Cutting off the choice of providing public wi-fi to the user on pain of banishment from the Internet, raises obvious issues itself of infringement of freedom of expression and association. Avaiability of unsecured wi-fi in public areas, say, in parks or on streets or at emergencies, is also arguably , as Schneier and co believe, a public good. Given that, it should be asked whether a proper balance is being maintained if we legislate to ban an asset of general public interest, in order to protect the legitimate property interests of one narrow commercial sector. It also raises the question of whether a wi-fi operator might be a "mere conduit" under the E-Commerce Directive, Art 12, and if so whether, in effect, strict liability for other people's misdeeds can be imposed on such operators without infringing EC law.
This point is dealt with in my powerpoint which I believe will be soon up on the relevant website along with other slides from the day. Will add URL shortly.

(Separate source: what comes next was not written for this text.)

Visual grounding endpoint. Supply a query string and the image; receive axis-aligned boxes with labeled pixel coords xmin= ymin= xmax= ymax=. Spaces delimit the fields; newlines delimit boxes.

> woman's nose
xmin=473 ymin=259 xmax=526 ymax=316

I think the best point raised during the day which I had not really considered at all before, was how long a general ban or disconnection after notice would last. (I think this came from Michelle Childs, but I am not totally sure.) Does a foolish upload or two by a teenager in your house mean that dad and/or mum is banned from the Internet forever? Even when we talk of true criminal sanctions (and copyright is at root a civil matter), jail terms (bar "life means life" for murder) have to be of defined length. Do we want a world where ISPs are ordered by the content industry to patrol indefinite lifetime bans from the Internet? Would legislation include provisions for appeals after a certain time and has anyone thought through the due process ramifications? The more you think about it, the more damningly flawed the whole idea is.
In France, at least, the whole process is going to be under the supervision of an independent tribunal given directions by a judge. If we do end up going down this route in legislation, the French system should be the minimum starting point for transparency and due process. I hope instead however that the UK government and BERR will, after due consideration, decide this approach, with all its capacity for disproportionate human right infringement and errors in proof and process, is not a suitable way to police filesharing, when so many other routes exist.